Description: Cleans and normalizes text by removing extra whitespace and handling empty values. Location: normalizar_datos.py:33, normalizar_ventas.py:25 Signature:
def limpiar_texto(texto: str) -> str | None
texto
string
required
Text string to clean
Returns: Cleaned text string, or None if empty/invalid. Processing Steps:
  1. Strips leading/trailing whitespace
  2. Replaces multiple spaces with single space
  3. Returns None if result is empty string
Examples:
# Valid text
limpiar_texto("  Raúl   Pérez  ")    # Returns: "Raúl Pérez"
limpiar_texto("Normal Text")        # Returns: "Normal Text"
limpiar_texto("Multiple   Spaces")  # Returns: "Multiple Spaces"

# Empty/invalid text
limpiar_texto("")                   # Returns: None
limpiar_texto("   ")                # Returns: None
limpiar_texto(None)                 # Returns: None
Use Cases:
  • Cliente names
  • City names
  • Segment names
  • Channel names
  • Any text field from CSV
This function preserves special characters (á, é, ñ) while normalizing whitespace.

normalizar_numero()

Description: Converts number strings to float, handling formatting and special values. Location: normalizar_datos.py:47, normalizar_ventas.py:37 Signature:
def normalizar_numero(numero_str: str) -> float | None
numero_str
string
required
Number string with possible formatting (commas, spaces)
Returns: Float value, or None if invalid/empty/N/A. Processing Steps:
  1. Checks for empty string or “N/A”
  2. Removes commas and spaces
  3. Converts to float
  4. Returns None if conversion fails
Examples:
# Valid numbers
normalizar_numero("1403.70")        # Returns: 1403.7
normalizar_numero("1,403.70")       # Returns: 1403.7
normalizar_numero("1 403.70")       # Returns: 1403.7
normalizar_numero("100")            # Returns: 100.0

# Invalid/special values
normalizar_numero("N/A")            # Returns: None
normalizar_numero("n/a")            # Returns: None
normalizar_numero("")               # Returns: None
normalizar_numero("abc")            # Returns: None
Use Cases:
  • Sale totals
  • Monetary amounts
  • Quantity fields
  • Any numeric field from CSV
This function does not validate currency symbols.
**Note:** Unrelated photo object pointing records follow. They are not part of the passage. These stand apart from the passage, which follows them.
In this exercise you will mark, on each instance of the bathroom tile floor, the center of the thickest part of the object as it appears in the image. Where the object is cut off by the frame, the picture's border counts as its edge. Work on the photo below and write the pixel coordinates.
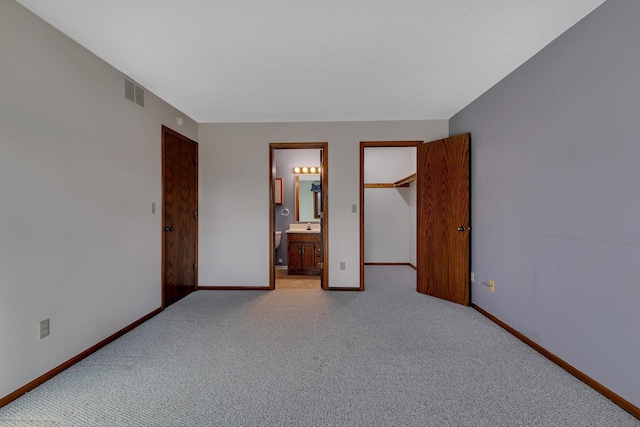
(285, 281)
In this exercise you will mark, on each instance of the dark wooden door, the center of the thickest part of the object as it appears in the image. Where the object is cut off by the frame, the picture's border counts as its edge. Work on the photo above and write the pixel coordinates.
(180, 207)
(443, 219)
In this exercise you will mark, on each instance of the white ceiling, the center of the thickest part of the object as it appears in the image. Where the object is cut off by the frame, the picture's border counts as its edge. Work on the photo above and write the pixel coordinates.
(314, 60)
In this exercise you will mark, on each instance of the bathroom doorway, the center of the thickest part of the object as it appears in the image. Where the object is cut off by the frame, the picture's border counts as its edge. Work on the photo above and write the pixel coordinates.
(298, 215)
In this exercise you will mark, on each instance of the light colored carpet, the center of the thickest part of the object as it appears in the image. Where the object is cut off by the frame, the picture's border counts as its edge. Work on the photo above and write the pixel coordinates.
(286, 281)
(384, 357)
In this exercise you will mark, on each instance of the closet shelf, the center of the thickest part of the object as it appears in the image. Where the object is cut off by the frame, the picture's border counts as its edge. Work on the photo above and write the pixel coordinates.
(404, 182)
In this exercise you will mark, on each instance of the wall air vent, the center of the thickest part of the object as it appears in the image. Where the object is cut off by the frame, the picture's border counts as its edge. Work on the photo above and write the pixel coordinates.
(133, 92)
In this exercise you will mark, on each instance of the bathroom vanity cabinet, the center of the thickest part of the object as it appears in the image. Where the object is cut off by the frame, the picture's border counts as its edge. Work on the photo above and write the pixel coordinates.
(305, 253)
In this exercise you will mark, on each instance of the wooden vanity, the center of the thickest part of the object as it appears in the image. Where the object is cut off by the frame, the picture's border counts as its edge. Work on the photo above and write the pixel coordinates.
(305, 253)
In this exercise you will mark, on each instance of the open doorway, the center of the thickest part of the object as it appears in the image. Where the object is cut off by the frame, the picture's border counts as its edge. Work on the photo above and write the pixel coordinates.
(442, 221)
(298, 212)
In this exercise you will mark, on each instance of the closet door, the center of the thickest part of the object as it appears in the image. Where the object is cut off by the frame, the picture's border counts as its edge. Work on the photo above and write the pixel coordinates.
(444, 219)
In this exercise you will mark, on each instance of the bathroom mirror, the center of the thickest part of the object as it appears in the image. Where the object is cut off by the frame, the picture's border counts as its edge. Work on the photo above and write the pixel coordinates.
(308, 198)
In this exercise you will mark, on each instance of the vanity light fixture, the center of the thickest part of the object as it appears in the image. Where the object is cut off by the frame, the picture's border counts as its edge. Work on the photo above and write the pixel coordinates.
(306, 170)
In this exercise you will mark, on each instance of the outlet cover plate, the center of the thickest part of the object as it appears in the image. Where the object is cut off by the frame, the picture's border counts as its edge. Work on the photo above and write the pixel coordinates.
(44, 328)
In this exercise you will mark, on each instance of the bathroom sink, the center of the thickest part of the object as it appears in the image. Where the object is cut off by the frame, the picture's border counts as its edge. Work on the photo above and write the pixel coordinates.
(302, 228)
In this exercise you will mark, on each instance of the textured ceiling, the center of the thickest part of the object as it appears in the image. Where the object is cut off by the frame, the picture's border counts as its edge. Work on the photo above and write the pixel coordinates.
(314, 60)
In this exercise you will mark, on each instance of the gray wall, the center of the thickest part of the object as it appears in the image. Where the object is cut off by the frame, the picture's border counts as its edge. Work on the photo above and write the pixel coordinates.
(233, 220)
(79, 169)
(555, 210)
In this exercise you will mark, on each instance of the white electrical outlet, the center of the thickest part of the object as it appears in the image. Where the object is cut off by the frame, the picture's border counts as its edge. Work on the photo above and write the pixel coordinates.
(44, 328)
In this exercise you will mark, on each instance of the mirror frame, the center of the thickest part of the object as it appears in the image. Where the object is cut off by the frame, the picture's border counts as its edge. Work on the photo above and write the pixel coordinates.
(317, 201)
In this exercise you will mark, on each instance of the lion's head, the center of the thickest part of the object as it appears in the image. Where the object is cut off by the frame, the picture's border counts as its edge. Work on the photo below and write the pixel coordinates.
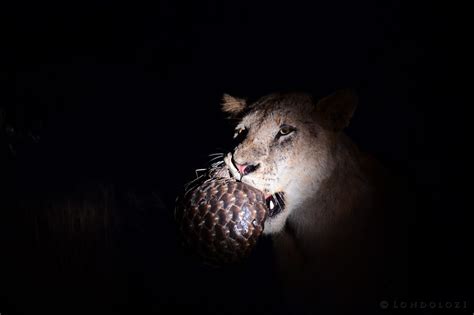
(285, 147)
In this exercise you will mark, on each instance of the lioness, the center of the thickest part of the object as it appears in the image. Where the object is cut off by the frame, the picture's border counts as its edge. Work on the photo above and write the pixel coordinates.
(324, 195)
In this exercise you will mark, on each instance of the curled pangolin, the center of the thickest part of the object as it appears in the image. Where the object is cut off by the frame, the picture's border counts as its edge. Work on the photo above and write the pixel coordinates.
(221, 218)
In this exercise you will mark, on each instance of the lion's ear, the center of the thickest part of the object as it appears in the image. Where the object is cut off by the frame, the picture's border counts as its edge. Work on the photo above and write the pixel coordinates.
(233, 105)
(336, 110)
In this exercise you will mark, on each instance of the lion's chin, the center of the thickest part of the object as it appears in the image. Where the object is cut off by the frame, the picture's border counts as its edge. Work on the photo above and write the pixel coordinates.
(275, 203)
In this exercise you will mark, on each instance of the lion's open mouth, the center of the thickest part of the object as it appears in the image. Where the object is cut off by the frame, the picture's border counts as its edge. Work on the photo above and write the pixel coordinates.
(275, 203)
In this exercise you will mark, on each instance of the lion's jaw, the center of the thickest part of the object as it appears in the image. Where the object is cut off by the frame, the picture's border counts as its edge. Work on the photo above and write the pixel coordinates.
(295, 171)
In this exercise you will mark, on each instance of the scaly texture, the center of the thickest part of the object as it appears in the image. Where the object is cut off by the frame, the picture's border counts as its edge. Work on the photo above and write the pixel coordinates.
(221, 219)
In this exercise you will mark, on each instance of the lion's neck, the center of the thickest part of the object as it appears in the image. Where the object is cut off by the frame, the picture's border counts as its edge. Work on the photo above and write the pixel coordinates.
(336, 209)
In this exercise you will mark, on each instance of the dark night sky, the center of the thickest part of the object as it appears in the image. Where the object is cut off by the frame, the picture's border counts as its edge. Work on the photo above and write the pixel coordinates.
(129, 93)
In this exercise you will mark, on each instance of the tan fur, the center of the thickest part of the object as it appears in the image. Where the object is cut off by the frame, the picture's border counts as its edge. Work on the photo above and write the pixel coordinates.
(327, 234)
(232, 105)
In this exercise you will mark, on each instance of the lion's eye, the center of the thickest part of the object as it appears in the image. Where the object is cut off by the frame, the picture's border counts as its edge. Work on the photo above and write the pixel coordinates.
(239, 133)
(285, 130)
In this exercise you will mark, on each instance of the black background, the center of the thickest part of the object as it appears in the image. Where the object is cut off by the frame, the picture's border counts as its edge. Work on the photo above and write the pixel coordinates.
(129, 95)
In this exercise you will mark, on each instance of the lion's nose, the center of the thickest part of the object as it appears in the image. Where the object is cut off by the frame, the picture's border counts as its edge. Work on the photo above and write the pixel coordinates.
(246, 168)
Remove currency symbols before calling.

Data Processing Functions

procesar_clientes()

Description: Main function to process cliente CSV and generate normalized output files. Location: normalizar_datos.py:59 Signature:
def procesar_clientes() -> None
Parameters: None (reads from clientes_prueba_mas_datos.csv in current directory) Returns: None (generates CSV files as side effect) Generated Files:
  • clientes_normalizados.csv - Normalized clientes with foreign keys
  • ciudades.csv - Unique cities with IDs
  • segmentos.csv - Unique segments with IDs
  • clientes_normalizados_completo.csv - Denormalized view for verification
Processing Logic:
  1. Read CSV with multiple encoding fallbacks:
    • UTF-8
    • Latin-1
    • CP1252
    • ISO-8859-1
  2. Extract and normalize data:
    • Clean all text fields
    • Normalize dates
    • Handle missing cliente_id (auto-generate)
    • Validate required fields
  3. Build master tables:
    • Extract unique cities
    • Extract unique segments
    • Assign auto-increment IDs
  4. Create normalized records:
    • Replace city names with city_id
    • Replace segment names with segmento_id
  5. Write output files with UTF-8 BOM encoding
Example Usage:
if __name__ == '__main__':
    procesar_clientes()
Console Output:
Leyendo archivo de clientes...
Archivo leído correctamente con codificación: utf-8

Generando archivos normalizados...
✓ Creado: clientes_normalizados.csv (150 registros)
✓ Creado: ciudades.csv (8 ciudades)
✓ Creado: segmentos.csv (3 segmentos)
✓ Creado: clientes_normalizados_completo.csv (150 registros)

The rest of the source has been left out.